2025-04-18T16:51:56.067282,False,0,127.0.0.1,"Mozilla/5.0 (Macintosh; Intel Mac OS X 10_15_7) AppleWebKit/537.36 (KHTML, like Gecko) Chrome/135.0.0.0 Safari/537.36"
Terraform
Clicking around in a Portal is a chronic timesink, so in the repo for this post is also some very simple Terraform code that will deploy the resources needed. You can then deploy your client-facing webapp to the Azure Web App service in the usual myriad of ways – Portal, TF or AZ CLI.
Check the Terraform directory for sample code, however you will need the first Face resource you deploy to be via the Portal so you can agree to the T&C as shown here.
Deploy to Azure Easily without Terraform
You can obviously deploy this to any cloud provider’s serverless equivalent for hosting and just API-call to Azure FaceAI, but we are using Azure in this example. There are plenty of ways to get an App running in Azure, this is just one, and always ends up with the files being in the right place in the container.
Make sure you use B1 SKU, as that is the minimum to prevent your App being powered down for inactivity.

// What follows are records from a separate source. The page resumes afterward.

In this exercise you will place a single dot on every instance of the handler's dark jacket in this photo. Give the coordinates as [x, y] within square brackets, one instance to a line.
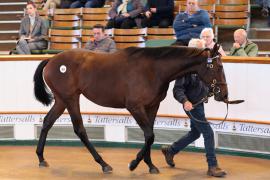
[189, 88]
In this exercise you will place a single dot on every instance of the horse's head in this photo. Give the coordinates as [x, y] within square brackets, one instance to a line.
[213, 75]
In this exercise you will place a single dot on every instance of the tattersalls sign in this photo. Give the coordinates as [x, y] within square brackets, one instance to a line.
[127, 120]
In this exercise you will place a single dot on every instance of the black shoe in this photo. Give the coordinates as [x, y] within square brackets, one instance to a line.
[168, 156]
[216, 172]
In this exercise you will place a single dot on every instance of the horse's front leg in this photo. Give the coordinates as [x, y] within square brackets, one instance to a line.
[54, 113]
[74, 111]
[146, 125]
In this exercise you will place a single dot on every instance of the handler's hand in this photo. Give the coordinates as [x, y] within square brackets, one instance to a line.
[188, 106]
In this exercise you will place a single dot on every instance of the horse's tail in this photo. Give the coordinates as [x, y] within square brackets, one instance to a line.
[40, 89]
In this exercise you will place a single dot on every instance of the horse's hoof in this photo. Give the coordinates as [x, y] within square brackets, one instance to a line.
[133, 164]
[154, 170]
[43, 164]
[107, 169]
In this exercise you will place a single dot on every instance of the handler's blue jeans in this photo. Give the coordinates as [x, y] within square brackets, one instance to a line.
[198, 128]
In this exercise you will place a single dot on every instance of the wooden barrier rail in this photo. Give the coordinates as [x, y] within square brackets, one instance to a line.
[128, 114]
[226, 59]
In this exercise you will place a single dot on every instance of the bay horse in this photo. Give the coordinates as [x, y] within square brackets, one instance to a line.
[133, 78]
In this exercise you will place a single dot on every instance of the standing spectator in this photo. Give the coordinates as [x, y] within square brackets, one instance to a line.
[190, 23]
[100, 43]
[189, 90]
[159, 13]
[207, 35]
[125, 14]
[88, 3]
[33, 31]
[52, 4]
[242, 46]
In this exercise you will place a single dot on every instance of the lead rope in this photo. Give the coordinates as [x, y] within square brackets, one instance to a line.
[200, 121]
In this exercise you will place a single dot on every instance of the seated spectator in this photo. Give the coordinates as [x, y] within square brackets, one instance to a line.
[242, 46]
[88, 3]
[52, 4]
[207, 35]
[125, 14]
[100, 43]
[33, 31]
[198, 43]
[158, 13]
[265, 4]
[190, 23]
[65, 4]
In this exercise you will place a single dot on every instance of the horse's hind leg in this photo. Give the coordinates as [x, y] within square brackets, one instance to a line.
[151, 112]
[74, 111]
[146, 125]
[55, 112]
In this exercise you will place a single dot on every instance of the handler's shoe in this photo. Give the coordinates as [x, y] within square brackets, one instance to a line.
[168, 155]
[216, 172]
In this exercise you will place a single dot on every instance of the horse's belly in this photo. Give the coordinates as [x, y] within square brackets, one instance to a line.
[108, 99]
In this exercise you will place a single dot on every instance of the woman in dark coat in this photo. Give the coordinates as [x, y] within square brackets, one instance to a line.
[158, 13]
[125, 14]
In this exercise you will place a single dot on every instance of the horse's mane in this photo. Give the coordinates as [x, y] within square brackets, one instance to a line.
[163, 52]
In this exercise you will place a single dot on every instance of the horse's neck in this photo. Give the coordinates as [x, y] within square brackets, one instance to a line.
[176, 68]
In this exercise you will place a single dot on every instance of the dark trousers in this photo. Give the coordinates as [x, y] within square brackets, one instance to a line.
[161, 23]
[198, 128]
[126, 23]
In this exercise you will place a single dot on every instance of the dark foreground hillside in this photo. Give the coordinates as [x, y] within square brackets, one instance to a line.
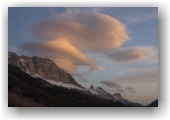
[24, 90]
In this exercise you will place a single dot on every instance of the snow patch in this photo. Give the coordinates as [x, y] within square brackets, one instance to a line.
[53, 82]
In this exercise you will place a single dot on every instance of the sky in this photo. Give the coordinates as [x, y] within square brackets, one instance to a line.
[115, 48]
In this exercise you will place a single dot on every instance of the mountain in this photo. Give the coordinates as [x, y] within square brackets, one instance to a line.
[41, 67]
[100, 92]
[35, 81]
[27, 91]
[153, 104]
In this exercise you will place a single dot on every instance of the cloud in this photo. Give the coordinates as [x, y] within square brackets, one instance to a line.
[144, 76]
[63, 53]
[83, 80]
[132, 54]
[85, 31]
[130, 89]
[110, 84]
[12, 48]
[117, 86]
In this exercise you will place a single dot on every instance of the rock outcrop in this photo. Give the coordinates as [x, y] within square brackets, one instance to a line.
[43, 67]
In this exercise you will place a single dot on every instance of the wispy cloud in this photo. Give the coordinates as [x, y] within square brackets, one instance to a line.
[132, 54]
[117, 86]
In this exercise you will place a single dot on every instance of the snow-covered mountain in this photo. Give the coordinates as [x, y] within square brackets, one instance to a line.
[98, 91]
[42, 67]
[48, 71]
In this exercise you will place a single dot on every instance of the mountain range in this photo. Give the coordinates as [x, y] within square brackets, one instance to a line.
[36, 81]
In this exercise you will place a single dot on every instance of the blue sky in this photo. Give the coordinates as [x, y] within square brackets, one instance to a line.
[116, 48]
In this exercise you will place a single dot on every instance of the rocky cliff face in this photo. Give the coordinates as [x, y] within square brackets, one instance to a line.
[44, 67]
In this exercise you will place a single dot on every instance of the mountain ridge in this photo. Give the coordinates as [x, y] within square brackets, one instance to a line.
[41, 66]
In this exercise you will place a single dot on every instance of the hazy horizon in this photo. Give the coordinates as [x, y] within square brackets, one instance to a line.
[113, 48]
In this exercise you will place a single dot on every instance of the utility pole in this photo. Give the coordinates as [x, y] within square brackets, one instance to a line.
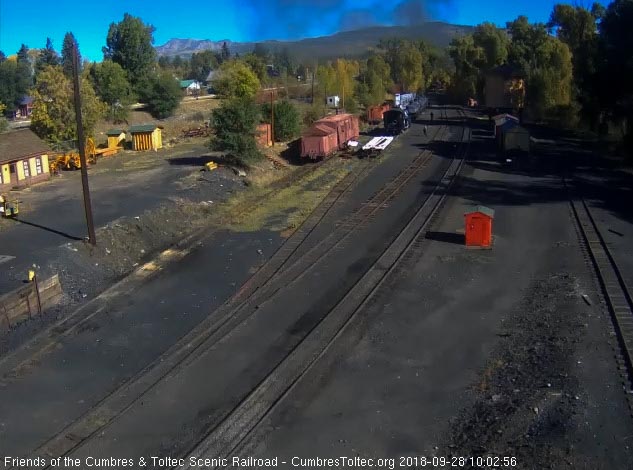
[82, 149]
[312, 100]
[272, 118]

zip -r app.zip app.py requirements.txt static/ -x "*.venv*" "*.git*" "__pycache__/*" "*.DS_Store" "Terraform/*" ".azure"
az webapp up \
--name face-ai-app \
--resource-group faceai \
--location ukwest \
--runtime "PYTHON|3.11" \
--os-type Linux \
--sku 'B1'
az webapp config appsettings set \
--name face-ai-app \
--resource-group faceai \
--settings @appsettings.json
az webapp config appsettings set \
--resource-group faceai \
--name face-ai-app \
--settings SCM_DO_BUILD_DURING_DEPLOYMENT=true # Tell Az to install reqs.
az webapp config set \
--resource-group faceai \
--name face-ai-app \
--startup-file "python app.py"
az webapp config set \
--resource-group faceai \
--name face-ai-app \
--always-on true # This stops Az powering down your container for idle time and you missing a shell!
az webapp deploy \
--resource-group faceai \
--name face-ai-app \
--src-path app.zip \
--type zip
az webapp restart \
--name face-ai-app \
--resource-group faceai
Which should give you the below output:

You can check the env vars applied OK in the Environment Variables section of the App Service Plan in the Portal.
And that’s it, I think this could be fairly difficult to defend against in the short term as it is a new problem for sandboxes to contend with, and provided the initial domain is considered-safe, the redirection or file download can be hidden from inspecting proxies.